Blatty is also adept in depicting a character’s reaction to the other character. “So haunted. The tone so despairing and disproportionate to her condition. For a moment Chris felt shaken and confused” (Blatty 73). These sentences are the description of Chris’s reaction when she heard Rogan’s “despairing and disproportionate” tone. Chris feels pain when she realizes that Rogan is under too much pressure. As a mother , Chris empathizes the pain her daughter suffers. Blatty writes in this way to show the infinite love between Chris and Rogan.

Blatty utilizes imply or suggest rather than state directly what he intends to say. “In the middle of the night, Karras awakened in tears. He had dreamed of his mother. Standing at a window high in Manhattan…as he pictured her helpless and bewildered in a maze of tunnels beneath the ground” (Blatty 91). In this paragraph, Blatty describes the scene of Karras’s dream to suggest that Karras feels guilty about his mother. The scene in Karras’s dream is depressive. It is said that Karras’s mother failed to find Karras and Karras failed to retain his mother. It implies that Karras has abandoned his mother and he has to take irreversible consequences which is led by his mistakes. Blatty makes his audience feel about Karras’ grief through this kind of psychological suggestion.
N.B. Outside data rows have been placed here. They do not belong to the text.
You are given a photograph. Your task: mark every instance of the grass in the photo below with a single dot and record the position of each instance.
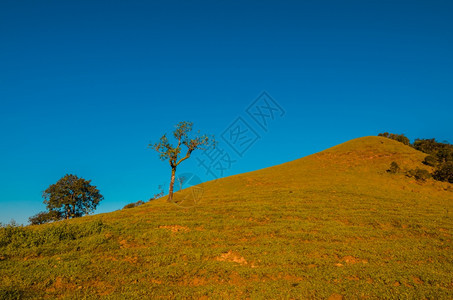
(333, 224)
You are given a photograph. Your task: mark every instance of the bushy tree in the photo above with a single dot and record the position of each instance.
(72, 197)
(182, 136)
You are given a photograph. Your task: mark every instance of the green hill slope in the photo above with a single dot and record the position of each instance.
(333, 224)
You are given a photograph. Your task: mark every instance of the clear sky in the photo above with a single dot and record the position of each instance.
(86, 85)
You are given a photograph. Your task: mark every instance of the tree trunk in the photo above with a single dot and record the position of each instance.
(172, 183)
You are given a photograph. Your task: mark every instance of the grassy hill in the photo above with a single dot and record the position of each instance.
(333, 224)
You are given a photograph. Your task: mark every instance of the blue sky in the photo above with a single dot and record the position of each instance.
(86, 85)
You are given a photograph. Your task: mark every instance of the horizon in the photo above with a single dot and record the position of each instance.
(84, 88)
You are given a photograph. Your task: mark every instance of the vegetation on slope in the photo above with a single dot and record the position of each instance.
(335, 223)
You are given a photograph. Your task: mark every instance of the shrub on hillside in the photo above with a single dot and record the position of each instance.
(135, 204)
(394, 168)
(444, 172)
(419, 174)
(19, 237)
(430, 161)
(397, 137)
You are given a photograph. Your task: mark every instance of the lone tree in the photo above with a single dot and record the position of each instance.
(172, 153)
(70, 197)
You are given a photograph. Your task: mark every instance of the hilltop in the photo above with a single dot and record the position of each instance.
(332, 224)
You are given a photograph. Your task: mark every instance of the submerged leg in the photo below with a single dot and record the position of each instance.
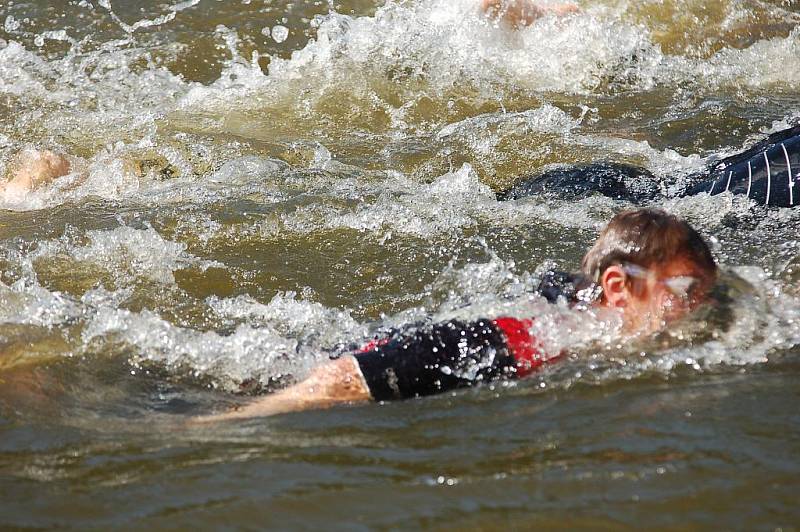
(767, 173)
(336, 382)
(32, 169)
(618, 181)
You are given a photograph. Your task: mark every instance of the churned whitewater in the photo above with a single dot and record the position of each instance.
(258, 185)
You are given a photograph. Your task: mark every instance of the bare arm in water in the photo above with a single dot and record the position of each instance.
(31, 169)
(336, 382)
(523, 12)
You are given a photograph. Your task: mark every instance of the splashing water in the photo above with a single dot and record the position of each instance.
(256, 187)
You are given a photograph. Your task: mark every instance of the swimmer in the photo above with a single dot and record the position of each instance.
(518, 13)
(767, 173)
(648, 267)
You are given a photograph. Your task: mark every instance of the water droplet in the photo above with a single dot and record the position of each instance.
(280, 33)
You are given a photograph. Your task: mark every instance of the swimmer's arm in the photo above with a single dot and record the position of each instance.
(523, 12)
(336, 382)
(31, 169)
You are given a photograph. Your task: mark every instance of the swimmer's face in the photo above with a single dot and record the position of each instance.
(651, 298)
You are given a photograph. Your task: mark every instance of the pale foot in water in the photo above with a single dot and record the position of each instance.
(524, 12)
(32, 169)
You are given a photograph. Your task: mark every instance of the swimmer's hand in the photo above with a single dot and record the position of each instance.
(519, 13)
(336, 382)
(31, 169)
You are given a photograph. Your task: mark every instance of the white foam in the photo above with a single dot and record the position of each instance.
(129, 254)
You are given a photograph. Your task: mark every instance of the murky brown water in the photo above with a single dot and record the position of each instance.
(261, 183)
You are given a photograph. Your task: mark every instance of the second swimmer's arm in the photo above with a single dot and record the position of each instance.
(336, 382)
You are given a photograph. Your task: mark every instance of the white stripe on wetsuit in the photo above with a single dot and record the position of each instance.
(769, 178)
(749, 178)
(789, 170)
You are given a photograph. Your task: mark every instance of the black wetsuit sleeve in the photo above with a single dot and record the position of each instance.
(767, 173)
(431, 359)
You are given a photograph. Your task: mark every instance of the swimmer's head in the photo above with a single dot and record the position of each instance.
(652, 266)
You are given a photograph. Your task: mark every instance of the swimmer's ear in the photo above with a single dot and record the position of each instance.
(614, 282)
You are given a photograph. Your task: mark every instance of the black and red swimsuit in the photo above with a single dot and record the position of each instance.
(431, 359)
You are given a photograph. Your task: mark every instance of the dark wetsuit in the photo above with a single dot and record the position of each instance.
(767, 173)
(430, 359)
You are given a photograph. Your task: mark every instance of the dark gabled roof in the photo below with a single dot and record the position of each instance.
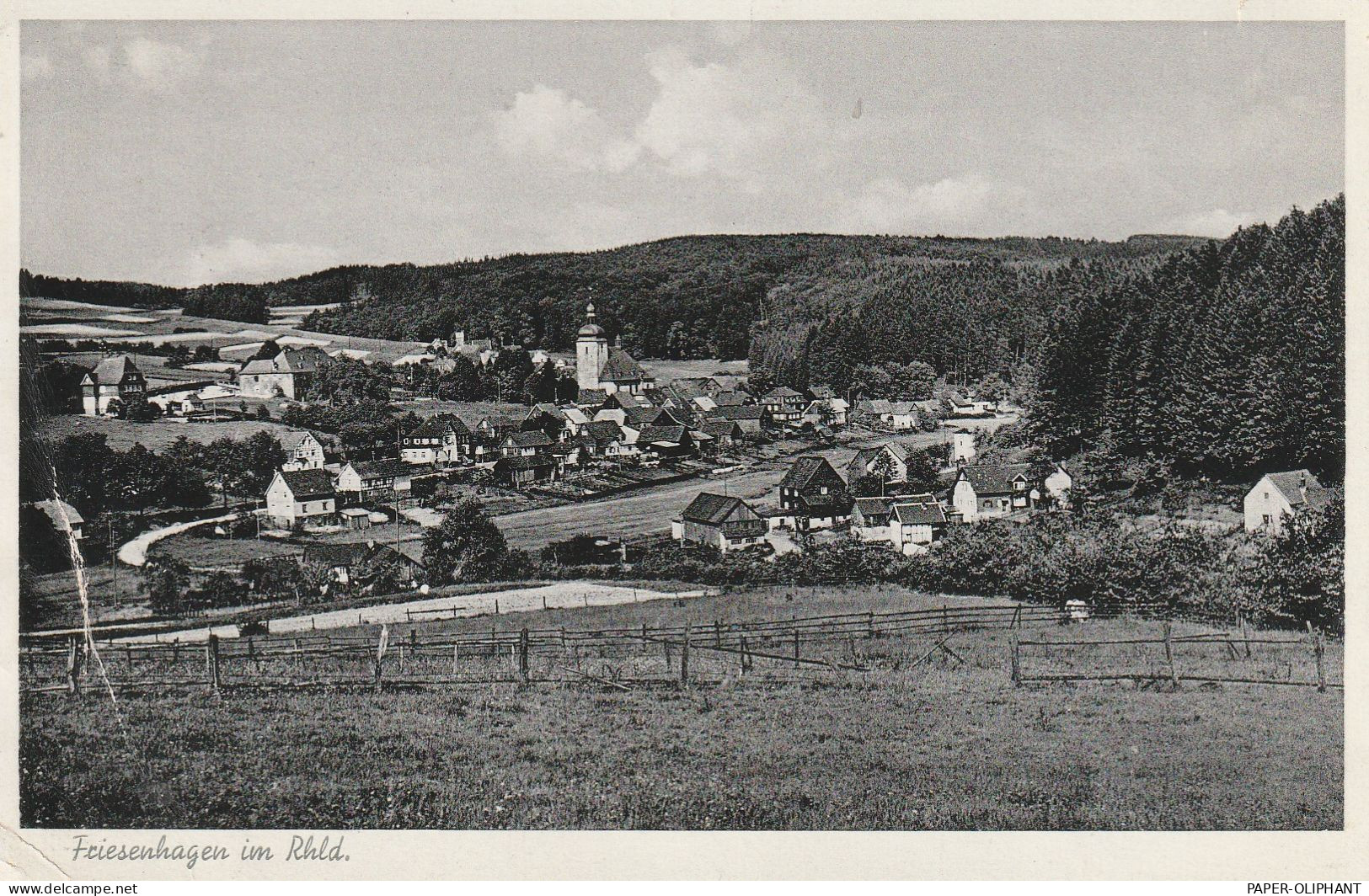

Take another instance, “She huskily murmured” (Blatty 105). This is the detailed description of Chris’s tone and expression when she asked the doctor for some good news. The audiences could imagine that she murmured softly with an upset face, and they could know about a mother’s feeling when her daughter got into trouble. Blatty describes the burden Chris has bearded through detailed description in her language, manner and action to tell audiences that Chris’s sufferings is not less than her daughter. There are a lot of descriptions like this to explain how Rogan’s conditions could deeply affect Chris’s emotions and feelings. Blatty uses this way to deliver his message to audiences that love and connections among people could be proved when they encountered difficulties or in accident. These descriptions of characters are also helpful for the switch in characters’ personality, like Rogan’s great change and how Chris has been changed from a helpless woman to a mother with love and strength.
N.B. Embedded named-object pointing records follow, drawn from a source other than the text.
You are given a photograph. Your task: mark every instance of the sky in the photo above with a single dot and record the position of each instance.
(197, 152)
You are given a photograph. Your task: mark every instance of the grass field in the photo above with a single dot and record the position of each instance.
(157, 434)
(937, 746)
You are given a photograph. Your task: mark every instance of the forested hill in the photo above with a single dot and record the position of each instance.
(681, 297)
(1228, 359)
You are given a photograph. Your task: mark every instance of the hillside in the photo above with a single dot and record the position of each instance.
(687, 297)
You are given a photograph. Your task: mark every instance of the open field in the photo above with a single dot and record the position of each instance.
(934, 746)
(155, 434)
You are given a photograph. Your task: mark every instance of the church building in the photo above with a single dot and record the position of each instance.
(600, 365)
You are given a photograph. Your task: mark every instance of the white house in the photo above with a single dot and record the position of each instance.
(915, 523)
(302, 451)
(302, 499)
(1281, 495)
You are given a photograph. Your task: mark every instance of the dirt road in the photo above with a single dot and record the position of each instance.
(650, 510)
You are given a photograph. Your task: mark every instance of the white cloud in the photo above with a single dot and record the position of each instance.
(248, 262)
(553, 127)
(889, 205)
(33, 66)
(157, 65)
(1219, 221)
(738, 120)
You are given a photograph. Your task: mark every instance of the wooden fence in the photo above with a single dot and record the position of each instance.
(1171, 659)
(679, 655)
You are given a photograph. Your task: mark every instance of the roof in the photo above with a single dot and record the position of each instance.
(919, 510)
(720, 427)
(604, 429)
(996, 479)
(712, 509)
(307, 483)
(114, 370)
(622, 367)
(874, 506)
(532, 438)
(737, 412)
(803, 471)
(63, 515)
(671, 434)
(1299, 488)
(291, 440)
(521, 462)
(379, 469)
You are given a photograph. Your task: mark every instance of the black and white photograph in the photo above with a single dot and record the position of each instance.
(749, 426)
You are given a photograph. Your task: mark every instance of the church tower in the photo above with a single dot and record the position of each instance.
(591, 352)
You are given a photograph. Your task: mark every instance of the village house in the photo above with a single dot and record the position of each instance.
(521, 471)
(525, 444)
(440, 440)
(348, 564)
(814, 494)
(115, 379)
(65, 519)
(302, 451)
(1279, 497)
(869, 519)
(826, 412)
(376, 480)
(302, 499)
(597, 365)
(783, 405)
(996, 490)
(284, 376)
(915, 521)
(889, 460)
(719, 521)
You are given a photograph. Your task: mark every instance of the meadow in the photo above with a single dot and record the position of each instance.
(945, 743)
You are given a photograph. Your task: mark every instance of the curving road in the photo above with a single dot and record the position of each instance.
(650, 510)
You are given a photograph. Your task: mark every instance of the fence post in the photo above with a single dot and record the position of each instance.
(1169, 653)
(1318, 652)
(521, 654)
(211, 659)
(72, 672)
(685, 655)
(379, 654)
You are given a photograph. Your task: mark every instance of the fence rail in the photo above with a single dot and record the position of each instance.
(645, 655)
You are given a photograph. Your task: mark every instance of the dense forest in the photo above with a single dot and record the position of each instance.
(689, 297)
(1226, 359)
The audience could know that Blatty also argues that exaggeration and metaphor have good effect on expressing characters’ emotion. “He awakened in torpor, with memory of loss draining blood from his brain” (Blatty 92). Blatty uses the words “loss draining blood” to describe how painful Karras is. He reminds his audiences of the sufferings of bloodshed and bleeding, then the audiences could image Karras’s negative feelings and moods which could evoke the perceptual sympathetic response of audiences. This part of description also partly reflects Karras’s love and missing to his mother which make him be in the midst of pain and sufferings. Blatty argues that love could bring people with both happiness and pain, weakness and strength. This sentence can be one of the supports of his argument.
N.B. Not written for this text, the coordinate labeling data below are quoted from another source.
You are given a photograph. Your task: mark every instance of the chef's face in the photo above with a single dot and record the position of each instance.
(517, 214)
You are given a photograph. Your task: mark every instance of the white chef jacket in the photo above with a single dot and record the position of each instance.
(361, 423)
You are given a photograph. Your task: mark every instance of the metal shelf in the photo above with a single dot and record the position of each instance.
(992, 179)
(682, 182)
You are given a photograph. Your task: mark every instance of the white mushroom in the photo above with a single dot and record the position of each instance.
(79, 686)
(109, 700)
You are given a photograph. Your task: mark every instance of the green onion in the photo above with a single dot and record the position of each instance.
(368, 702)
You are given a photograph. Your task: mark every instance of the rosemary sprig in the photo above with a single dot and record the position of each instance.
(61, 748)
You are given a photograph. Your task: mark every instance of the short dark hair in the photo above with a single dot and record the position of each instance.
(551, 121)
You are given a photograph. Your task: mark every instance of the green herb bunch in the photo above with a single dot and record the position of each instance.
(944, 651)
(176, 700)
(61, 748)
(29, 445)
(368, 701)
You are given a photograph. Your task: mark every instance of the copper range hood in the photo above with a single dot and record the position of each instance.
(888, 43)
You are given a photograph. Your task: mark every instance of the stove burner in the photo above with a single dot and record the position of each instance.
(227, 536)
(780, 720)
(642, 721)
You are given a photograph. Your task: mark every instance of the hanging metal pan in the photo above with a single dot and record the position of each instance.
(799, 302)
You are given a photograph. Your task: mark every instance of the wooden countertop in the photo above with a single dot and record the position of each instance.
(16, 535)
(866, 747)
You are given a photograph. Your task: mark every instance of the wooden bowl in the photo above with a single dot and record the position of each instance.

A lot of descriptions of actions also appear to exhibit an expression of emotion. “Chris burst into convulsive sobbing. Klein moved to the bar, poured a glass of water from the tap and walked back toward Chris…she sighed tremulously, wiping at her eyes with the knuckle of a finger” (Blatty 120). Blatty does not go into great detail about how Chris’s emotion breaks down, but he writes about Chris’s actions instead. Chris asks for “cigarette” which is always regard as a great tool to make people calm down. Chris needs cigarette to overcome with her negative emotion, then audiences could image how heavy her pressure is. Blatty also uses the words like “convulsive sobbing” and “sighed tremulously” to show the great mood swings of Chris. Since these kind of actions would appear when people are upset or in a great grief, Blatty could easily draw audiences’ emotion through this way.